結論テキスト
本願商標は、登録すべきものとする。
Trademark Appeal Case
本データベースは、特許庁の審決例をAIで解析・要約したものです。拒絶理由通知に対する意見書作成や、審判請求書等の作成時の参考としてお役立てください。
| 審判番号 | 不服2000−2654(T2000−2654/J1) |
|---|---|
| 審判種別 | 不服 |
| 結論 | 勝訴(請求認容) |
本願商標は、「レンジ DE 麺工房」の文字を標準文字で横書きしてなり、第30類「電子レンジ加熱調理用中華そばのめん,電子レンジ加熱調理用うどんのめん,電子レンジ加熱調理用そばのめん,電子レンジ加熱調理用焼きそばめん,電子レンジ加熱調理用パスタ,電子レンジ加熱調理用スパゲッティのめん」を指定商品として、平成9年12月8日に登録出願されたものである。

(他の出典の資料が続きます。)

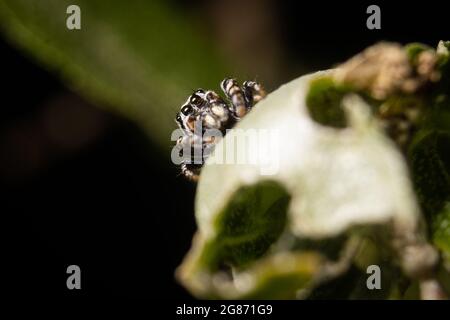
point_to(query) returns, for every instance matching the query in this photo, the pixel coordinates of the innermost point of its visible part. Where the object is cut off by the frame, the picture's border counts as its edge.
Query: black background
(116, 207)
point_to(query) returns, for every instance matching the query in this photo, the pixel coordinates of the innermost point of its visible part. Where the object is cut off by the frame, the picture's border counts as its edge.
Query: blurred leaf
(140, 58)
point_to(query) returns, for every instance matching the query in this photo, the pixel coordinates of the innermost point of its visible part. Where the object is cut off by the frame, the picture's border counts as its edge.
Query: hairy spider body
(206, 110)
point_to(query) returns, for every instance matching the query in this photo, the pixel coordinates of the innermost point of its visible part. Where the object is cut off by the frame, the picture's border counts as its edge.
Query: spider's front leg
(242, 99)
(254, 92)
(191, 150)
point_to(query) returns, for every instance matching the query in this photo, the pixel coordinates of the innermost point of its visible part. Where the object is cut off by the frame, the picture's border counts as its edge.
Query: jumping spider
(207, 110)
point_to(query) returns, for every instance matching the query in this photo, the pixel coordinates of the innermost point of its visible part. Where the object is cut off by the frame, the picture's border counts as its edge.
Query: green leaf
(139, 58)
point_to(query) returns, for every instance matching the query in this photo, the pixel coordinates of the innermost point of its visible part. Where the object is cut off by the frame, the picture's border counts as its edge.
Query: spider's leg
(254, 92)
(236, 96)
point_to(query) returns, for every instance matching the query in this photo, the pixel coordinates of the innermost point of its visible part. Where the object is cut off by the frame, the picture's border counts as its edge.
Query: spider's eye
(186, 110)
(195, 100)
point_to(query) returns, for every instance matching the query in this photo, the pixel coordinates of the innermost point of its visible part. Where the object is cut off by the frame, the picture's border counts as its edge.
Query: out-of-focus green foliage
(140, 58)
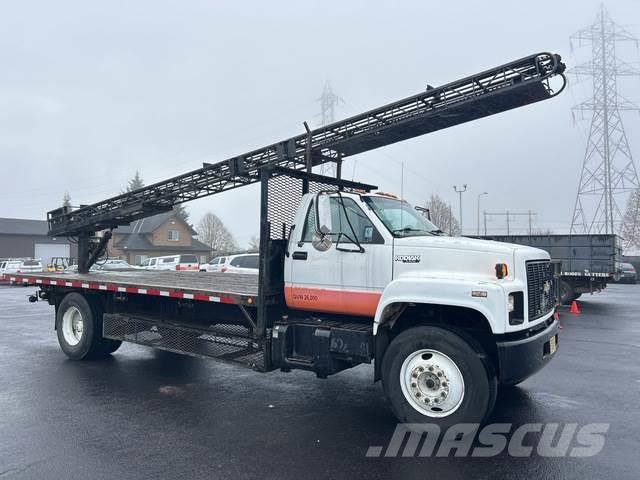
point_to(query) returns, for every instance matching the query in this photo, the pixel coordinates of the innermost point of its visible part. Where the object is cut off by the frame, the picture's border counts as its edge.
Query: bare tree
(442, 215)
(135, 183)
(254, 243)
(181, 212)
(631, 226)
(212, 231)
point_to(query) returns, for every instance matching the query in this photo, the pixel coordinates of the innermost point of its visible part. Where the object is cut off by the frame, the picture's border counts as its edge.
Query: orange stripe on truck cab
(348, 302)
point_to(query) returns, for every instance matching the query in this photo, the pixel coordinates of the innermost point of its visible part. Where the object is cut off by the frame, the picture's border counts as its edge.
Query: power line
(328, 103)
(608, 170)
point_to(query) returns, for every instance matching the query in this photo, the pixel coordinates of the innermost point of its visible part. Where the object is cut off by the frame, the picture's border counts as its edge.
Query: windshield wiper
(408, 230)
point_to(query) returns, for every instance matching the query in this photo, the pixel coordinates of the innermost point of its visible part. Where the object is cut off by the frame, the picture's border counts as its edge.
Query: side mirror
(323, 214)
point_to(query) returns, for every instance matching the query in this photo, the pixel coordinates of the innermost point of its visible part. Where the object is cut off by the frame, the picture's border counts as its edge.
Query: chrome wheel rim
(72, 326)
(432, 383)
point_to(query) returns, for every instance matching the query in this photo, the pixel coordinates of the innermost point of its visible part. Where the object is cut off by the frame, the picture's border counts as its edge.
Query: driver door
(340, 278)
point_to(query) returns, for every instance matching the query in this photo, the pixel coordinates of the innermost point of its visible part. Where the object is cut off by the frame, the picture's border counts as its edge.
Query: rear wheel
(433, 375)
(79, 329)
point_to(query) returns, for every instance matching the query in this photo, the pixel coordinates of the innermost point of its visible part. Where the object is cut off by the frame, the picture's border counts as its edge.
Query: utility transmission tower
(608, 170)
(328, 102)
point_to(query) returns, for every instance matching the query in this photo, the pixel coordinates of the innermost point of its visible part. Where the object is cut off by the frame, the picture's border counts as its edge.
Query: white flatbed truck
(347, 276)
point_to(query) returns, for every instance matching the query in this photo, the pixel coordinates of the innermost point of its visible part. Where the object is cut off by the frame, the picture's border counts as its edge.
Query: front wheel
(433, 375)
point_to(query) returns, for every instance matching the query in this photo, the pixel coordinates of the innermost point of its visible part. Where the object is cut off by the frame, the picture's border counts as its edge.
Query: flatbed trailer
(240, 289)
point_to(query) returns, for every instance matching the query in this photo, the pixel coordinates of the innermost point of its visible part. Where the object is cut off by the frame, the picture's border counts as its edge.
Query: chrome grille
(540, 288)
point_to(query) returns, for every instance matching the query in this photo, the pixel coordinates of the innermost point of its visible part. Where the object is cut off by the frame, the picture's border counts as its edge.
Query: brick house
(157, 236)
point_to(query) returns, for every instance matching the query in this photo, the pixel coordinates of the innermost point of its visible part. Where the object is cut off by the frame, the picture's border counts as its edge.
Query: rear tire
(433, 375)
(79, 329)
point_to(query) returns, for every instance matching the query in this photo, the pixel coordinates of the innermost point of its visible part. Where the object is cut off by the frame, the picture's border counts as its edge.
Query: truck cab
(430, 296)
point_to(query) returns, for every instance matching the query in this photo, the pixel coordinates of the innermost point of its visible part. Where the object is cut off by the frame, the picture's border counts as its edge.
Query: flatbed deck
(233, 288)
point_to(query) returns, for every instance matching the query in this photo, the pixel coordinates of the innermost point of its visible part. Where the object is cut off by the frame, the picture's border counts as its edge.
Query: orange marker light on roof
(501, 270)
(388, 195)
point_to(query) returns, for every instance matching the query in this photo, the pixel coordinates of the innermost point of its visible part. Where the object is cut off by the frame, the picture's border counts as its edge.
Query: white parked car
(21, 266)
(113, 264)
(214, 265)
(245, 263)
(184, 262)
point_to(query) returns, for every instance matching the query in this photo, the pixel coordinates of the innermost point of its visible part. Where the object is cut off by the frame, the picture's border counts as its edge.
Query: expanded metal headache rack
(509, 86)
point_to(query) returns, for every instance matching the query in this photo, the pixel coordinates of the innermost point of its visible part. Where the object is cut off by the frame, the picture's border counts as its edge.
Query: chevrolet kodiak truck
(347, 275)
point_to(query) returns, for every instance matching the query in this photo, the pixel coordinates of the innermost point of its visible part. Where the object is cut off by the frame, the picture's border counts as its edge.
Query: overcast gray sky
(91, 91)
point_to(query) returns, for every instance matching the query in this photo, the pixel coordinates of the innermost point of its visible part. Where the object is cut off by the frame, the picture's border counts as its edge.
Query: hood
(455, 257)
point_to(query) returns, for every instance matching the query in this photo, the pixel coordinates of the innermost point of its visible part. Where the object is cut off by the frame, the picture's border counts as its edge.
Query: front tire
(433, 375)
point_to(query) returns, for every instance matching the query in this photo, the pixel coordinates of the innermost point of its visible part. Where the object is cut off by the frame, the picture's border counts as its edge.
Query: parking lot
(148, 414)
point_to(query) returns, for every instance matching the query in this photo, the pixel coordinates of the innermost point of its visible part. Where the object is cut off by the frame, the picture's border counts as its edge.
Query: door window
(363, 228)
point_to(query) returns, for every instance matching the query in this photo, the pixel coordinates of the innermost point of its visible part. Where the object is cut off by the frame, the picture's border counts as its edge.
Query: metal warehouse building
(28, 238)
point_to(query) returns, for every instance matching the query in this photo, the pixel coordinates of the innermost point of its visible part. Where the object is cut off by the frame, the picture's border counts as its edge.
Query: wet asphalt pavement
(147, 414)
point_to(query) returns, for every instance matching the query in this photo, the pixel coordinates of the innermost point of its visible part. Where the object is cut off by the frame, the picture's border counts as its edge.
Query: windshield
(400, 218)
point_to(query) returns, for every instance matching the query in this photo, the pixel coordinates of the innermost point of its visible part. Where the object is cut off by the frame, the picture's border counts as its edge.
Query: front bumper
(520, 358)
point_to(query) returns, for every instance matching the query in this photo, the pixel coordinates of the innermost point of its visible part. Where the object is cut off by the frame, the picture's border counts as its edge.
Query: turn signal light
(501, 270)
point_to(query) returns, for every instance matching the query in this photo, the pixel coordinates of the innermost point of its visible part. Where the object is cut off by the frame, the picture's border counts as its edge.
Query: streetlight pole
(460, 192)
(478, 218)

原査定の引用に係る登録第2433556号商標は、「めんこうぼう」の平仮名文字と「辻麺業株式会社」の漢字とを上下二段に横書きしてなり、平成元年2月3日に登録出願、第32類「うどんめん、その他本類に属する商品」を指定商品として、同4年7月31日に設定登録されたものである。
本願商標は、「レンジ DE 麺工房」の文字よりなるものであるところ、構成中の「レンジ」は、加熱調理器を意味し、同じく「DE」は、簡単かつありふれた類型に属するアルファベットの2文字であり、同じく「麺工房」の文字は、うどん、ソバ、ラーメン等の麺を扱う製麺所、うどん屋、そば屋、ラーメン屋等について「麺に関する仕事場」の意味合いで一般的に使用されている実情にあるところから、これらは、それぞれ、自他商品の識別力が無いか極めて弱いものであって、本願商標は、これらが特に軽重の差がなく結合し、全体として、特定の観念の生じない造語よりなるものであるというを相当とする。
そして、これより生ずる「レンジデメンコウボウ」の称呼も格別冗長であるというべきものでもないから、本願商標からは、該文字に照応する一連の「レンジデメンコウボウ」の称呼のみが生ずるものといわざるを得ない。
他方、引用商標からは、該文字に照らして「メンコウボウ」及び「ツジメンギョウ」並びに「ツジメンギョウカブシキガイシャ」の称呼を生ずるものであること明らかである。
そこで、本願商標から生ずる「レンジデメンコウボウ」の称呼と、引用商標から生ずる「メンコウボウ」及び「ツジメンギョウ」並びに「ツジメンギョウカブシキガイシャ」の各称呼とを比較するに、両称呼は、引用商標の「ツジメンギョウ」及び「ツジメンギョウカブシキガイシャ」との比較においてはもとより、「メンコウボウ」においても、本願商標の称呼「レンジデメンコウボウ」とは、その構成音数に明らかな差異が認められ、十分に聴別し得るものである。
また、本願商標と引用商標とは、外観において明白な差異が認められ、観念においては、本願商標が格別の観念の生じない造語であるというべきであるから、比較すべきところがない。
したがって、本願商標と引用商標とは、外観、称呼及び観念のいずれにおいても、何ら相紛れるおそれのない非類似の商標であるから、本願商標を商標法第4条第1項第11号に該当するものとする原査定は、妥当でなく、取り消すべきである。
その他、本願について拒絶の理由を発見しない。
よって、結論のとおり審決する。